Feeling like things that should be completely natural to you are just.. wrong?
Life is change anon.
I'm having some issues lately trying set myself of the right track but I know I'm doing the right thing.
I've got my dream and set goals to get it so I just lay back and let kali take the wheel, fuck it, it's all bigger than you or me.
So far I've successfully avoided debt, kids, commitments and successfully embraced a greater sense of purpose, an infinite void of nothingness and almost oscillating levels of depression and anhedonia.
But I attract people, I can hold people's attention, I can sometimes explain things in such a way people don't know if I'm talking about magic or reality, and thats when I get them..I can mesmerise them and can manipulate them, they don't like it when you point it out though, so use it to make them feel good, make them believe, make them more..More whatever you want, you're in the dance now, you can change eachother depending on each individual and their own limits and weaknesses. What is peer pressure, for example?
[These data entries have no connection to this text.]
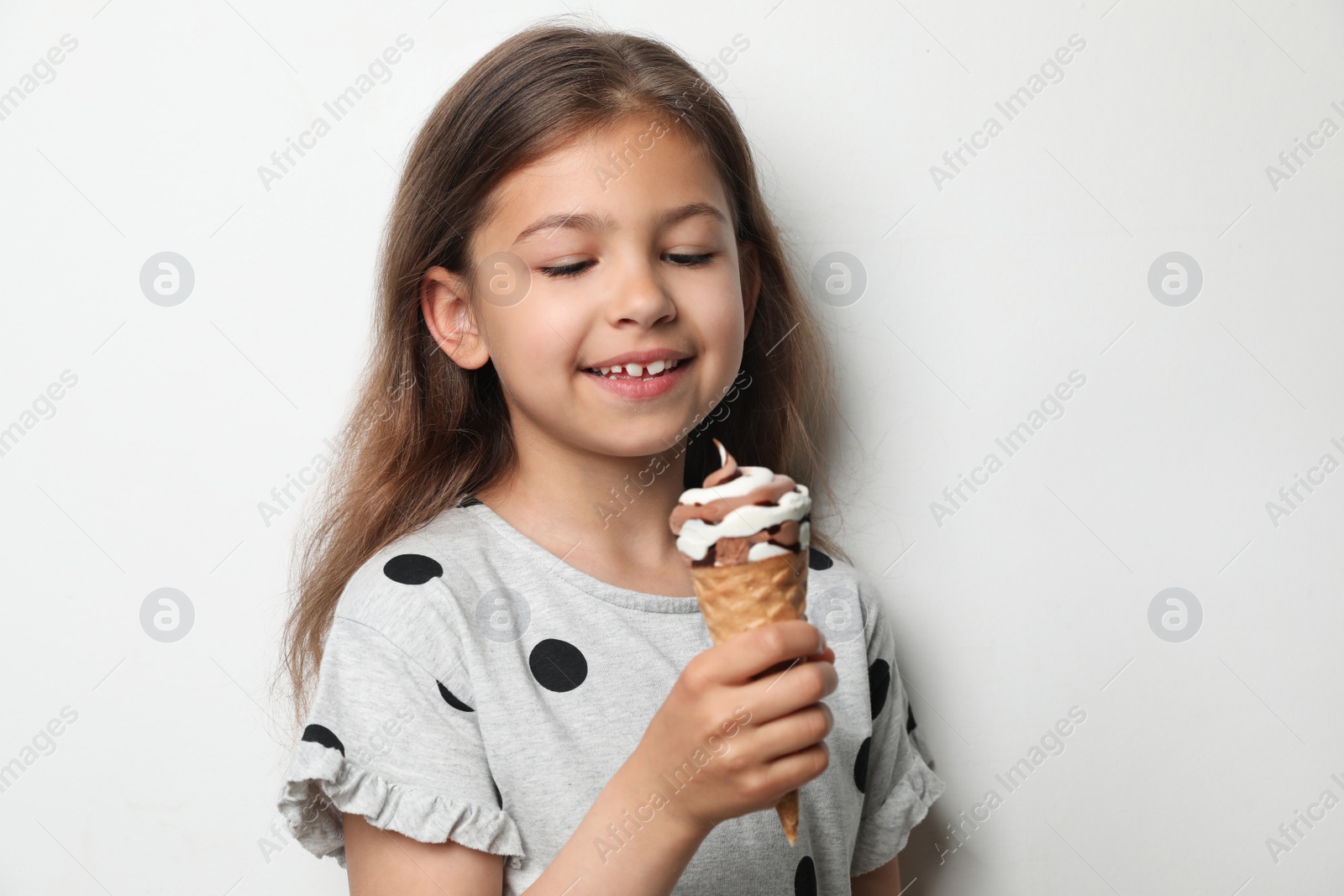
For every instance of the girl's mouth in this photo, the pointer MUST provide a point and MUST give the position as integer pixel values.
(640, 380)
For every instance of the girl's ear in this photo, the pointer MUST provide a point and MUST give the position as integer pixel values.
(750, 284)
(449, 318)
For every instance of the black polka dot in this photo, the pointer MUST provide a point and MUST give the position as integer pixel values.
(454, 701)
(819, 560)
(860, 765)
(323, 735)
(806, 878)
(558, 665)
(412, 569)
(879, 681)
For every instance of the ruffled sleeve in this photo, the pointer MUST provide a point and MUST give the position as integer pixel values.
(900, 785)
(396, 743)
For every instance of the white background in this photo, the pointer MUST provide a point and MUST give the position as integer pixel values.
(981, 296)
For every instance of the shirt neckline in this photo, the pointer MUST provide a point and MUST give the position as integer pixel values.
(575, 577)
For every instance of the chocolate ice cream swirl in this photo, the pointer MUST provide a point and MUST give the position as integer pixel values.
(741, 515)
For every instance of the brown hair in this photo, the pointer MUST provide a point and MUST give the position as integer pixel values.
(427, 432)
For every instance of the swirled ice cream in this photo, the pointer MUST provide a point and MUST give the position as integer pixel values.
(743, 515)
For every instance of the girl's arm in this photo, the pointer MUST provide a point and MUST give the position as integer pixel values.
(651, 862)
(879, 882)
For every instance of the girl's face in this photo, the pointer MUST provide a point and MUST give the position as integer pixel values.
(615, 250)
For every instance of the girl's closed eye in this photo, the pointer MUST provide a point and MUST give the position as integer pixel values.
(679, 259)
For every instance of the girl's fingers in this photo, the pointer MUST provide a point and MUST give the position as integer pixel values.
(796, 687)
(792, 732)
(756, 651)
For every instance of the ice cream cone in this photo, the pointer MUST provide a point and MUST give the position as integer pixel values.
(745, 535)
(745, 595)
Then you notice all who do it to you, and how all do it to all, and how everything is sort of false, and you hate everyone for it, how we are all just a changing thought..and the meaningless comes again..then you think, what if we could be more, be better, and you try again..and you dream that impossible dream and you set it there and you say for the rest of your life your going to chase that star. Then read from the top again.
Welcome to your life, there's no turning back..
Since I started meditating I have moments, or rather flashes, where I look at my ego in a detached way and feel like "wait who the FUCK is that guy, that's me??" and the realization that my own perception is incredibly limited and that my concept of who I am, my "self", is basically fraudulent. Then I recognize the duality in observing myself and that freaks me out.
There's a dissociation disorder, sure. It's not /x/ though. It's a coping mechanism for surviving traumatic events. A lot of rape victims report having it.
Then there's Sybil, who claimed to have multiple personalities.
I'm not talking about maturing or growing up.
I am talking about literally waking up one day and thinking that everything you thought was normal is just not supposed to be.
People you interact with on a daily basis, you cringe away from.
You have thoughts you'd never think of before.
You force lies out of your mouth because you know they should be the truth, but feel like they aren't.
Even your very environment feel unnatural and foreign to you.
Yes it's called anxiety and is completely normal though in prolonged thinking that everything external is different and threatening?
You should speak to a professional about that as people who suffer from schizophrenia often very everything external as non static and potentially harmful and distorts a natural perception
Listen, I understand the negatives to disclosing that info. You'd be branded as something with mental health issues indefinitely, when family members are asked about history of mental illness, that's you. Get the drift?
But jesus fuck lads he's on an image board either role-playing or he needs to even find a counsellor to speak with so he doesn't think a few abstract thoughtforms are his tulpa trying to convince him to go on a shooting rampage, naw mean?